COORDINAMENTO ROMA CICLABILE

Verbale riunione del 6 settembre 2016

La riunione del crc di martedì 6 settembre è stata dedicata in gran parte a discutere dell’esito della riunione della III commissione consiliare del Comune di Roma del 31 agosto. Tutti abbiamo duramente criticato in modo con cui la riunione è stata promossa e condotta. Abbiamo percepito  un totale disinteresse per quello che hanno detto moltissime associazioni e partecipanti, su cosa fare e come. Le decisioni che ci sono state comunicate, costituzione di un Ufficio Bici e di un referente “politico” nel nome di Paolo Bellino, hanno ignorato le opinioni di chi da molti anni e con molto impegno hanno lavorato per rendere Roma Ciclabile.

Nel merito, ovviamente positiva è la costituzione dell’Ufficio bici, molto problematica per tutti la nomina di Paolo Bellino, perché rappresenta una parte importante ma non certo la maggioranza degli attivisti, perché troverà molte difficoltà a rappresentare e dialogare con la gran parte di cittadini romani che dovranno essere convinti ad usare la bici.

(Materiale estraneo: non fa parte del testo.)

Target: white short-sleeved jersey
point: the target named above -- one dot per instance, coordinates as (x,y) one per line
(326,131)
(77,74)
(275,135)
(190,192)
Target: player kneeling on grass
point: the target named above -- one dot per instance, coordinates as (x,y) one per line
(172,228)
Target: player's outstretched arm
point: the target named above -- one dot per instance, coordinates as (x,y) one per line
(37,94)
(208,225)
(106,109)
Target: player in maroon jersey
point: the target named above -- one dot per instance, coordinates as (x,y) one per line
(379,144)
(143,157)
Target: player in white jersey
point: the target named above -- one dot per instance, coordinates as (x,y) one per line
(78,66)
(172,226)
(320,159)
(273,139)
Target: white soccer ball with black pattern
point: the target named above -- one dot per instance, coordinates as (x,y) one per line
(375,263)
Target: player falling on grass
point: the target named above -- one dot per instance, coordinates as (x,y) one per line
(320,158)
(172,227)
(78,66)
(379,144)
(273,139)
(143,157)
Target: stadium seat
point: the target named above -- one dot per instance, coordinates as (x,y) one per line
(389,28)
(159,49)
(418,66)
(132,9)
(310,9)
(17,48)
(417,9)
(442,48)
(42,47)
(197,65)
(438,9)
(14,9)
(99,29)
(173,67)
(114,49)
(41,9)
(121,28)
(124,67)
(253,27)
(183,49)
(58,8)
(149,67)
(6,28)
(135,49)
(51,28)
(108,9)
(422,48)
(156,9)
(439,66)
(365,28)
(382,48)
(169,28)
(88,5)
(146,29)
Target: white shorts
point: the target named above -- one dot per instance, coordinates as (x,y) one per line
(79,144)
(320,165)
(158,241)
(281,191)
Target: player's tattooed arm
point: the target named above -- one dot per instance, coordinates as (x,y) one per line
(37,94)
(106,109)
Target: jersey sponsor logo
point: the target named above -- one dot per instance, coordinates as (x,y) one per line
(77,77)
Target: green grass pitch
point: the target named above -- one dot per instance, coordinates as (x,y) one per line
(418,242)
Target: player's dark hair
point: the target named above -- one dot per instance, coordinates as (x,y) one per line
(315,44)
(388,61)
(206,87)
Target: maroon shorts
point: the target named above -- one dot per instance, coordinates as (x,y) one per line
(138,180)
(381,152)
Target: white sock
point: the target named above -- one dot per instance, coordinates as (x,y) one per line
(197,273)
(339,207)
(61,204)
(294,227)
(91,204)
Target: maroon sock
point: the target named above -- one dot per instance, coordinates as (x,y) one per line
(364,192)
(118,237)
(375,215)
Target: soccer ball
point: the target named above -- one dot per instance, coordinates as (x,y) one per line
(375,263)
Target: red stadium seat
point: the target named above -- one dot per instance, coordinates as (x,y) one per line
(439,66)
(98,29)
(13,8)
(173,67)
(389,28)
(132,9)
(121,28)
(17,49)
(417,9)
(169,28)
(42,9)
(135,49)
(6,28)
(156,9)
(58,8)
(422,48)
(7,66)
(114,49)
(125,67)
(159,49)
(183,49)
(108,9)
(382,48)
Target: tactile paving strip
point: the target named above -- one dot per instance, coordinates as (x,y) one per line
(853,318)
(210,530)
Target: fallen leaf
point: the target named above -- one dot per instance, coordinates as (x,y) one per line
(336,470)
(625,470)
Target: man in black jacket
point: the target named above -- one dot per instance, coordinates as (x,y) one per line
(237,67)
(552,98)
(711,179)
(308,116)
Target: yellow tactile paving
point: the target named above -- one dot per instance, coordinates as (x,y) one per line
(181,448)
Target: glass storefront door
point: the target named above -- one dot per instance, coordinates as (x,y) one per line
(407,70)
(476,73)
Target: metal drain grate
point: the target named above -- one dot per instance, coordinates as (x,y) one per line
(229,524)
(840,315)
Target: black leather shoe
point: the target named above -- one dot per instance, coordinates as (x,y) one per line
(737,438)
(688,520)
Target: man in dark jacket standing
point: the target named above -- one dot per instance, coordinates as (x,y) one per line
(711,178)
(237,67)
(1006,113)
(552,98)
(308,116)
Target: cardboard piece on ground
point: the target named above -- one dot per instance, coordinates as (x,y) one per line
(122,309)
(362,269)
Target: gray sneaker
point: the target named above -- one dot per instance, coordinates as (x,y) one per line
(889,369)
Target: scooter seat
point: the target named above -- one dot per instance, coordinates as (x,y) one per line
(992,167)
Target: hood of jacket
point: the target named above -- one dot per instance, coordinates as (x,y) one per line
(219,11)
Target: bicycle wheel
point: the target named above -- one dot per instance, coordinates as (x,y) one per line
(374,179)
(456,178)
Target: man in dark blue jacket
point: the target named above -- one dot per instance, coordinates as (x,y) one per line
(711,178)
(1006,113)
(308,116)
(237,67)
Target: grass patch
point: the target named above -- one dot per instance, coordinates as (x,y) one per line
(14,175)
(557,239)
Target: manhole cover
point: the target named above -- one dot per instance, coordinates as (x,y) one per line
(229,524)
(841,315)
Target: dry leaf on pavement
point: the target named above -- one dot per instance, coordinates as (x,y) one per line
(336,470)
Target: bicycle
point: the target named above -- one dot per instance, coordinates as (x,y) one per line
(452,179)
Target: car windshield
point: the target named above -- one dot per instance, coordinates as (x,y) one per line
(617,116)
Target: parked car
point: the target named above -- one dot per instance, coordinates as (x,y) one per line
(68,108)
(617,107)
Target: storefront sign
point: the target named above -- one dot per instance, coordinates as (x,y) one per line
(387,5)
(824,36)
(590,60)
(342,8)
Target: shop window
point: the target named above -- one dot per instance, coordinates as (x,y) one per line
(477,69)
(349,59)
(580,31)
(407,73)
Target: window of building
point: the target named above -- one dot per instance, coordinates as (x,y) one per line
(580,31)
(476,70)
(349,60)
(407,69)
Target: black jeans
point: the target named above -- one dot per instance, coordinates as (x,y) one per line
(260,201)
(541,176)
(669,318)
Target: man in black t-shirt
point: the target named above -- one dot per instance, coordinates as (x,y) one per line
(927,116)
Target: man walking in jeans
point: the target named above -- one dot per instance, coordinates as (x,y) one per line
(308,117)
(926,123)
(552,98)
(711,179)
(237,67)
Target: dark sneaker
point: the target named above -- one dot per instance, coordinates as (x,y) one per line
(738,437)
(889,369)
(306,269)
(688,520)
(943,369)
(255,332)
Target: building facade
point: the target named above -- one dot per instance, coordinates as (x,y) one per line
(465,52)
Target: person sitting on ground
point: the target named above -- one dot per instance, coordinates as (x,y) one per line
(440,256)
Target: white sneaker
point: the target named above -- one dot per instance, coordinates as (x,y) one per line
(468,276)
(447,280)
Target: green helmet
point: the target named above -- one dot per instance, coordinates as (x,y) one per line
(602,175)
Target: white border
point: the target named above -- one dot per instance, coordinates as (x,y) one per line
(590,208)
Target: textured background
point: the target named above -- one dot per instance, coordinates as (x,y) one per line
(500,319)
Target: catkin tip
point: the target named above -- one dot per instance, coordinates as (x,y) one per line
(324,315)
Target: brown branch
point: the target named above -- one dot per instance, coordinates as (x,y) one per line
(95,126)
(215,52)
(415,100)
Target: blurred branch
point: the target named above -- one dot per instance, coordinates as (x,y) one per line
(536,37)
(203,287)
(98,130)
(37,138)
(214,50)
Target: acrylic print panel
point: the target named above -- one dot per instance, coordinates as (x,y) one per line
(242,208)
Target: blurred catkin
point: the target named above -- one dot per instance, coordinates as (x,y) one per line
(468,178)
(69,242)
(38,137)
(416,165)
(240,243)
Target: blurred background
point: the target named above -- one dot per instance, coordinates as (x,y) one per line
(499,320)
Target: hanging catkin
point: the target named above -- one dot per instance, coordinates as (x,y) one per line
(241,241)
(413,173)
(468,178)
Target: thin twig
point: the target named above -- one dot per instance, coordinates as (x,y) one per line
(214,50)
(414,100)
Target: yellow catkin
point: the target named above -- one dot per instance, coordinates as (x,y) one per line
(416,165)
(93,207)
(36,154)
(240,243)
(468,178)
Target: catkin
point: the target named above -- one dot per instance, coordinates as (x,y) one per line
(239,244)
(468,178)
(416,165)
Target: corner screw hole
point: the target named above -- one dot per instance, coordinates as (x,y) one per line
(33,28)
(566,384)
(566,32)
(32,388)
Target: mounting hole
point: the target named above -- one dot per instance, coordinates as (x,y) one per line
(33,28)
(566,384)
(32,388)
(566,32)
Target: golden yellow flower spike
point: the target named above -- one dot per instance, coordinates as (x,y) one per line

Chiederemo alla sindaca Raggi e alla assessora Meleo un chiarimento sul modo con cui sono state prese queste decisioni e su cosa ci aspettiamo in termini di partecipazione reale.

Rimane comunque importante e ricca di prospettive la decisione di costituire un ufficio bici e un delegato “politico”. Per questo tutti abbiamo concordato nel confermare la nostra disponibilità alla collaborazione, si apre una fase che potrebbe essere assolutamente positiva per le nostre istanze. Segni positivi vengono anche dalla Regione, dove il Piano della ciclabilità potrebbe essere approvato come stralcio del Piano della mobilità generale (PRMTL). La combinazione di Comune e Regione impegnati nella stessa direzione potrebbe dare ottimi risultati.

Si è discusso molto anche del ruolo e delle prospettive del CRC. Alla riunione ha partecipato anche Giuseppe Teano (Bike square entra formalmente nel CRC, benvenuta!) che insieme a Lorenzo Sturlese hanno promosso gli incontri condivisi di Agosto, in preparazione della riunione della commissione ma soprattutto per proporre una nuova forma di coordinamento fra tutte le associazioni e attivisti (possibile nome Biciclette di Roma). In sostanza per allargare e rendere più dinamica e propulsiva l’azione di coordinamento fra chi si occupa di mobilità ciclistica e oltre, fondando un nuovo coordinamento. Personalmente ho ricordato che il senso del CRC, oltre a rappresentare unitariamente le associazioni ciclistiche, è quello di allargare l’area delle alleanze anche a chi non ha come fine istituzionale la mobilità ciclistica ma è comunque molto interessato al suo sviluppo. Il CRC ha anche svolto attività coordinate con altri soggetti esterni ad esso, ad esempio prima dei SIC con Di traffico si muore. E rimane interessato a muoversi in questa direzione. Le opinioni prevalenti sembrano voler confermare il CRC, che è già un coordinamento aperto a tutti e con regole “leggere”, migliorandone l’operatività. Ma la discussione può rimanere aperta, tutti abbiamo il medesimo obiettivo, massima apertura e

Riguarda alla operatività, si intende riconfermare la rappresentatività del CRC presso i municipi con un delegato. Si chiede quindi a tutti gli aderenti di segnalare quale municipio intendono coprire, inviando una mail all’assemblea. Bisogna ragionare anche su compiti e responsabilità di cui farsi carico. La forza del CRC sta molto nell’impegno delle associazioni che lo compongono. Quindi chi è interessato a lavorare è bene che si proponga per coprire alcune aree di nostro interesse.

Ci siamo anche impegnati a scrivere a tutti i Presidenti dei Municipi per mettere a disposizione le nostre conoscenze del territorio.